- Born: 27 November 1973 (age 51) Scotland
- Occupation: Actor
- Years active: 1996–present
- Known for: Fags, Mags and Bags, Me Too

= Donald McLeary =

Scottish writer

Donald Cameron McLeary (born 27 November 1973) is a Scottish actor, author and writer. He is best known for writing popular podcast Fags, Mags and Bags and starring as school teacher Mickey John in CBeebies show Me Too!.

== Career ==
McLeary grew up in Rutherglen, Scotland, and currently works and lives in the city of Glasgow .
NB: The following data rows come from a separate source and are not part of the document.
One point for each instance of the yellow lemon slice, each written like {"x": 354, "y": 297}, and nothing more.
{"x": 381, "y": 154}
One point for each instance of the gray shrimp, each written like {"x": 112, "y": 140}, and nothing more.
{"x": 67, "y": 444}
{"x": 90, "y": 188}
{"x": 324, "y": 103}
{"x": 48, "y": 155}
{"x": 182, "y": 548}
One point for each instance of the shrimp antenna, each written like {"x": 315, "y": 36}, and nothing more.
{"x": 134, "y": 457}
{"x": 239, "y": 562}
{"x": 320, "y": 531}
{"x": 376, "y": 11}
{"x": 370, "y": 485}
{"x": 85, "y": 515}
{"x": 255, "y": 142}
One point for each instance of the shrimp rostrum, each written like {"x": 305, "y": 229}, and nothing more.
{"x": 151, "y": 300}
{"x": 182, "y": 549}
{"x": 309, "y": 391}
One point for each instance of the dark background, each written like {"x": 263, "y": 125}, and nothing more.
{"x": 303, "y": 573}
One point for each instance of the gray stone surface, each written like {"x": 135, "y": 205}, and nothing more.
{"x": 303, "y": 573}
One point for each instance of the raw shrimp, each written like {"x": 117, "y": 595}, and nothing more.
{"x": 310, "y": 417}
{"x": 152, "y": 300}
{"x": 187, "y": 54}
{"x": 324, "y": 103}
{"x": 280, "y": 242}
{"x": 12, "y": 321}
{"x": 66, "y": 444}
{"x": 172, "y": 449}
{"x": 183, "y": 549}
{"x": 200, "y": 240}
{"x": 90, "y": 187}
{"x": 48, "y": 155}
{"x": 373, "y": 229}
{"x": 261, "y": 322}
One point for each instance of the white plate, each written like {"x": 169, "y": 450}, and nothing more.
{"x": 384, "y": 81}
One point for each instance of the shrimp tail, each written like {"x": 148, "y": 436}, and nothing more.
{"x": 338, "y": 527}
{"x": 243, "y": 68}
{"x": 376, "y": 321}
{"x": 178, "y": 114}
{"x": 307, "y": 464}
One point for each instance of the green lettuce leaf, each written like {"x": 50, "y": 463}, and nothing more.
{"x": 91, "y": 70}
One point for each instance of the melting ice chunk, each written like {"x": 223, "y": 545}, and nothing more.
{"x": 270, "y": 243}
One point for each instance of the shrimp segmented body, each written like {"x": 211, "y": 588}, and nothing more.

From 2006 to 2008, McLeary played school teacher Mickey John in popular children's television programme Me Too!, which aired on CBeebies. He is titled as Donald Cameron in the cast list.

McLeary has starred and co-written Radio 4 comedy Fags, Mags and Bags since 2007, airing on BBC Radio 4 and BBC Sounds. He plays the part of Dave Legg.

Donald has also provided material for Scottish comedy Chewin' the Fat.

In 2018, he wrote an audiobook for Doctor Who, titled "Donald's River Song audio, Kings of Infinite Space".

In 2008, McLeary received a Writers Guild Award in for Radio Comedy of the Year.